A soberania, por efeito conseqüente, caracteriza o Estado, atribuindo-lhe um direito interno ou, em outras palavras, dotando-o de instrumentos de regulação inerentes à vida de seus diversos integrantes, em princípio de forma legítima (consensual), ainda que, em sua ação prática, de modo compulsório.

(De fato, muito embora o Direito forjado pela função legislativa do Estado seja consensual, ou seja, resultado da vontade geral manifestada através dos representantes do povo em assembléia, ele também é obrigatório (uma vez concebido), independentemente da vontade de cada indivíduo, em face da prevalência, que passa a existir, da comunidade estatal sobre os seus componentes, individualmente considerados).

Todavia, como a soberania também se constitui, em última análise, em uma abstração, o direito estatal que dela deriva para realmente valer, de maneira genérica e obrigatória, necessita de algum tipo de elemento concreto, que tenha a capacidade de viabilizar, sob o ponto de vista efetivo, a indispensável concreção do chamado poder de império (poder sobre todas as coisas no território estatal) e do denominado poder de dominação (poder sobre todas as pessoas no território estatal), inerentes ao poder político derivado da soberania.

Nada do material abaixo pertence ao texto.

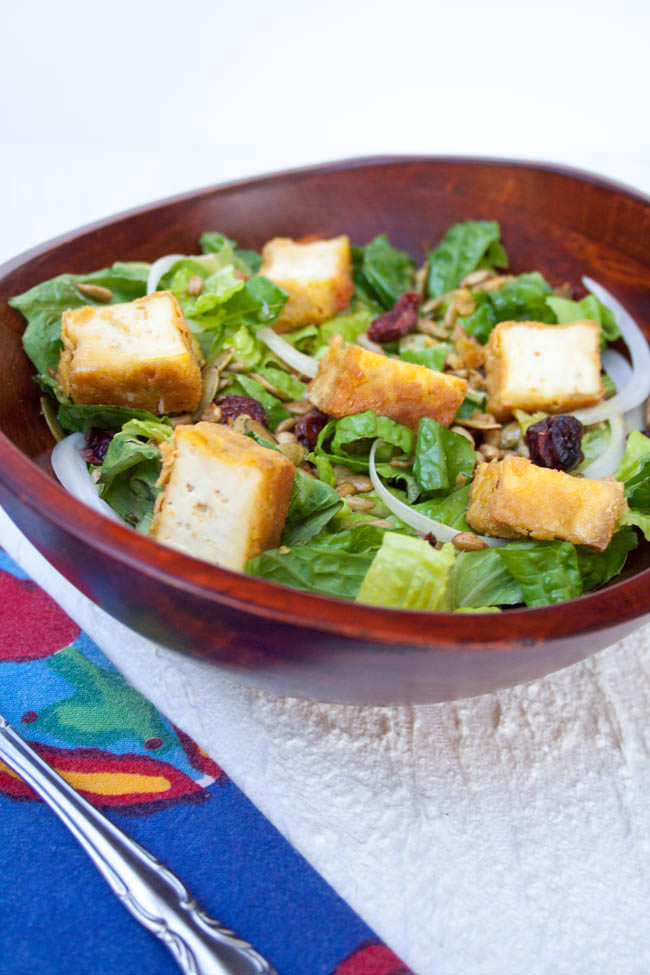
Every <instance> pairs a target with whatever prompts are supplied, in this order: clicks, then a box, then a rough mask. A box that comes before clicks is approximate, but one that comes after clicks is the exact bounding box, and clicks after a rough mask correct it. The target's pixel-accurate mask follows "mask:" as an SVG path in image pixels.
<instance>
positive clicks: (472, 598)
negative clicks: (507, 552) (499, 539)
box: [451, 525, 524, 609]
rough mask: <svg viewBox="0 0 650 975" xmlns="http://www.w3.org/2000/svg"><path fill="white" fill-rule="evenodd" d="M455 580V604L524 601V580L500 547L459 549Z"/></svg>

Este elemento de efetivação se traduz, em última análise, pela sinérgica existência de uma força coerciva de natureza múltipla (política, econômica, militar e/ou psicossocial), mas que, de modo derradeiro, se perfaz por meio de uma inexorável existência de capacidade política no sentido amplo da
expressão.

Desta feita, é sempre lícito concluir, neste diapasão, que a soberania (e o Direito dela decorrente), embora inicialmente estabelecida por consenso, somente se efetiva, de modo amplo e pleno, com o necessário respaldo em uma capacidade de força efetiva, em mãos do Estado, que seja facilmente perceptível pelos diversos indivíduos que compõem a comunidade social, transformando a inicial abstração da soberania em uma acepção concreta e a percepção ficcional do direito em uma realidade universal e visível.

(Não é por outro motivo que, nos Estados desprovidos de instrumentos de força coativa real, onde inexiste a garantia derradeira da imposição do direito estatal interno, é sempre possível (embora indesejável) que grupos de indivíduos se estabeleçam de forma marginal (e paralela ao Estado), tornando refém de sua vontade (não legítima) toda a sociedade organizada, independentemente da natural contrariedade que tal fato necessariamente acarreta.)

Assim, de modo objetivo, é possível analisar didaticamente a anatomia da soberania, desvendando os seus variados graus de exteriorização (desde o sentido mais abstrato até o mais concreto) e caracterizando conceitualmente as expressões poder (como elemento teórico de exteriorização da soberania abstrata, em que a mesma é revestida de autoridade, faculdade e possibilidade de ação, forjando a sua concepção teórica) e força (na qualidade de elemento efetivo de concreção do poder, em que o mesmo é dotado de vigor e robustez em termos práticos, forjando a concepção da soberania em termos efetivos). n

Referências:

* Mestre e Doutor em Direito Público, Magistrado Federal e autor de inúmeras obras jurídicas, dentre as quais "Ciência do Direito, Norma, Interpretação e Hermenêutica Jurídica", 4ª edição, Forense Universitária, 2001, RJ (189 ps.) e "Vícios de Capacidade Subjetiva do Julgador: Do Impedimento e da Suspeição do Magistrado nos Processos Civil, Penal e Trabalhista", 3ª edição, Forense, 2001, RJ (469 ps.).     (Volta)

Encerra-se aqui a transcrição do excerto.